When you look closer – or sometimes even when you scroll past the first few paragraphs – it soon becomes clear that the central claim is just not true. Some, especially online, are entirely fake; at other times, the facts have been distorted beyond all credibility. Of course, these stories can travel around the world faster than most people can check them.

And while they focus on something different each time, at heart it’s usually the same tale: that some “other” out there wants to erase the traditional idea of Christmas. Sometimes it is said to be a shadowy yet somehow ubiquitous “woke” elite; sometimes minorities, and often people of other faiths.

The people behind these stories are not doing this to share the message of Christmas – of joy and love – but to spread division.

And, for all the talk of defending the Christian essence of Christmas, they are doing the very opposite: reducing the majesty and mystery of the birth of Jesus, God coming to live among us, to silly stories about the labelling of consumer products.

It is no coincidence that this year’s Oxford English Dictionary word of the year is “rage bait”, which it defines as “online content deliberately designed to elicit anger”.

Of course, spreading anger and division can be a year-round pursuit. But there is something especially offensive about appropriating this great Christian festival of light triumphing over darkness as a prop in a dim culture war.

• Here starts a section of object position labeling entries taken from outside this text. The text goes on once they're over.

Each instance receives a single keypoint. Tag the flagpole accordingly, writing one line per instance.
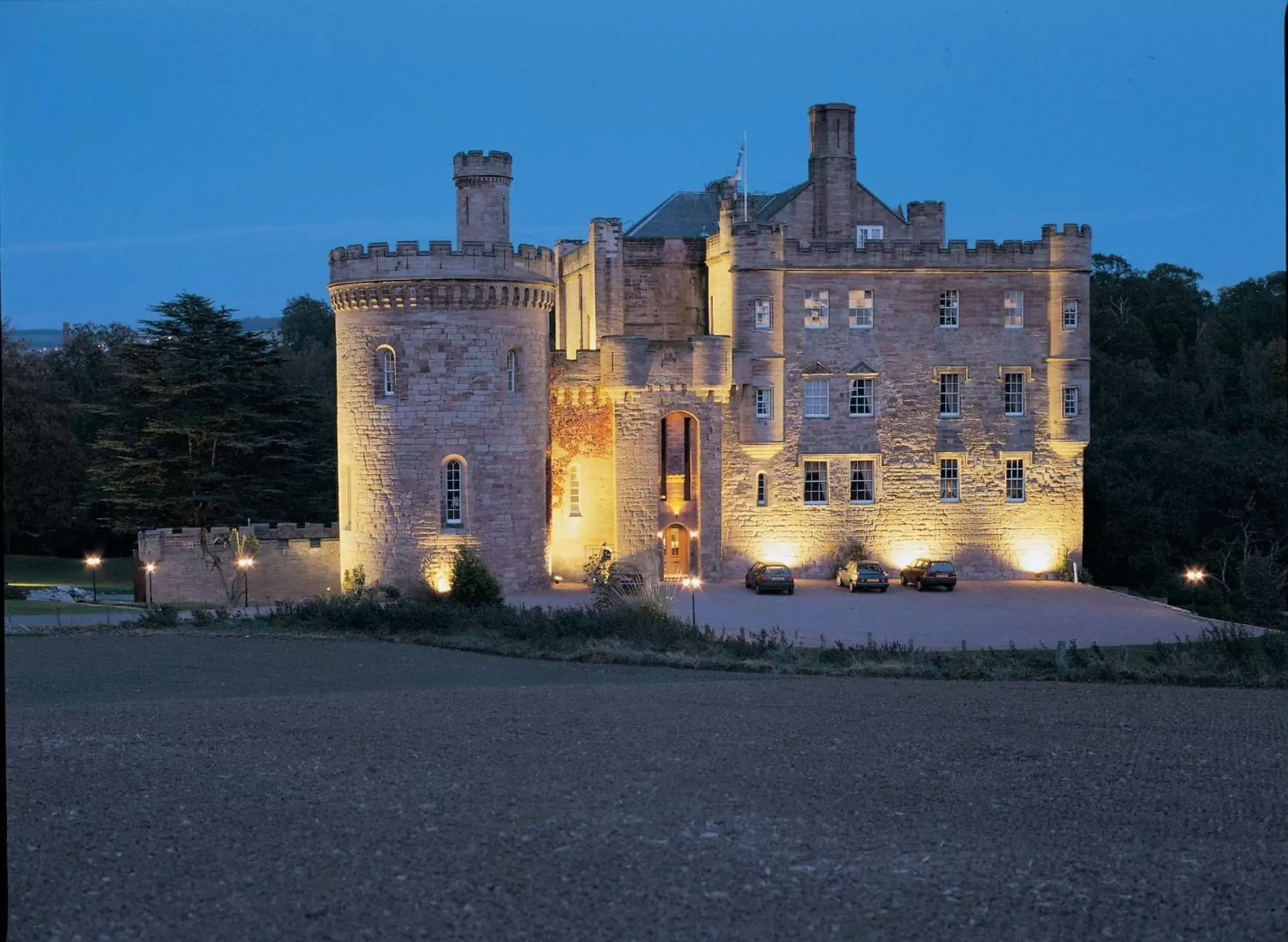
(745, 176)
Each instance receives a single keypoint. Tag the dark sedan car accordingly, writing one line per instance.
(770, 578)
(863, 575)
(926, 574)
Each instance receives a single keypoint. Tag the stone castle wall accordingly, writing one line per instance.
(450, 403)
(292, 564)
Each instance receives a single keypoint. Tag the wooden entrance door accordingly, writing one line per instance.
(675, 552)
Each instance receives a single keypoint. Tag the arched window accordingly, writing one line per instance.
(454, 493)
(574, 491)
(388, 372)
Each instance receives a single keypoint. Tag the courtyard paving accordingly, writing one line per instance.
(982, 614)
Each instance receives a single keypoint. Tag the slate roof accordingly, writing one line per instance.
(692, 215)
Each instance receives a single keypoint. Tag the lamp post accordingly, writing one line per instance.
(93, 562)
(693, 584)
(244, 564)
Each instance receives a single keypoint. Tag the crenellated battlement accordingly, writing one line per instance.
(441, 261)
(1067, 248)
(468, 164)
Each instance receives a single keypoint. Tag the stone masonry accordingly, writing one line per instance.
(652, 380)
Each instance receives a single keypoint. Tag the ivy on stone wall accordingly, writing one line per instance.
(580, 430)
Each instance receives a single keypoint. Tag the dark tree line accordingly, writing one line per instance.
(1188, 464)
(189, 421)
(194, 421)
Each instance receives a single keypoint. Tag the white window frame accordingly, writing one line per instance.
(813, 400)
(862, 393)
(454, 486)
(1013, 310)
(950, 480)
(1069, 306)
(862, 316)
(1009, 396)
(820, 482)
(390, 369)
(858, 467)
(1017, 489)
(574, 491)
(955, 393)
(817, 308)
(1075, 396)
(950, 308)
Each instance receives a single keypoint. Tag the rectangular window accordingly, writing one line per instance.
(815, 398)
(452, 494)
(950, 480)
(1013, 393)
(861, 397)
(1071, 313)
(815, 308)
(1015, 478)
(815, 482)
(950, 395)
(1071, 401)
(950, 308)
(862, 482)
(861, 310)
(1013, 308)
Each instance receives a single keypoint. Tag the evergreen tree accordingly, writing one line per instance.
(203, 428)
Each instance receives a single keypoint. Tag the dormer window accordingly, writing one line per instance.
(868, 232)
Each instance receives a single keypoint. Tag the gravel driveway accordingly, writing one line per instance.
(983, 614)
(189, 788)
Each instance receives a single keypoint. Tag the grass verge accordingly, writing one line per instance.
(1221, 656)
(116, 574)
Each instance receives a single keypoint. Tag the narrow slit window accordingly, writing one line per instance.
(452, 494)
(950, 308)
(1015, 480)
(950, 395)
(861, 397)
(862, 482)
(1013, 308)
(574, 491)
(950, 480)
(861, 310)
(815, 482)
(1013, 393)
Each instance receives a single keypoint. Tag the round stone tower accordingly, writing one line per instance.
(442, 395)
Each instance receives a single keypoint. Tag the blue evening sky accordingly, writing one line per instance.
(155, 147)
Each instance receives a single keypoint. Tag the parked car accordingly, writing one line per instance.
(770, 578)
(863, 575)
(926, 574)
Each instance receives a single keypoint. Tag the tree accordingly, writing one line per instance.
(44, 464)
(307, 321)
(203, 427)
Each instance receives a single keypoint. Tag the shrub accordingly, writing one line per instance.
(851, 551)
(353, 581)
(473, 583)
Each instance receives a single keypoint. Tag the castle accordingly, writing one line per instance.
(733, 378)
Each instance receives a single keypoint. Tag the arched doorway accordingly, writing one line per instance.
(675, 552)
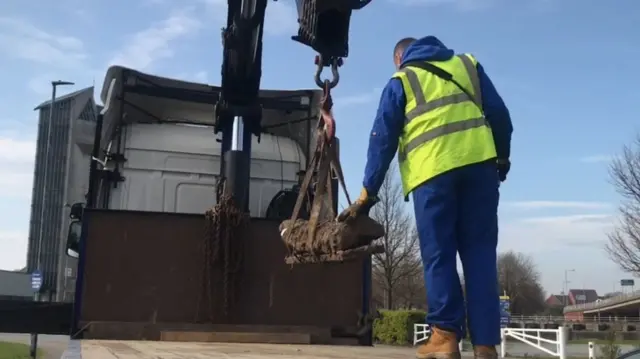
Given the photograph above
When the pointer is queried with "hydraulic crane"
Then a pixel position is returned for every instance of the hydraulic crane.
(323, 26)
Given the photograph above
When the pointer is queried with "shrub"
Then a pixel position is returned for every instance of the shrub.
(396, 326)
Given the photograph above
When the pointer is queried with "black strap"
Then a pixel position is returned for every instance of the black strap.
(443, 75)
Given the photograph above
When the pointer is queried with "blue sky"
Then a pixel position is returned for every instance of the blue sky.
(566, 69)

Instead, we need to look higher.

Christmas is one moment in the year when, even in our more secular society, the powerful message of love, of God coming and living among us as one of us, cuts through. So, let’s look up towards the angels proclaiming peace on Earth and goodwill to all, rather than scroll down in the comments. Maybe we might have a Christmas ceasefire in the battles which threaten to tear us apart. And maybe it could last beyond Christmas by reminding us as a society what it means to come together.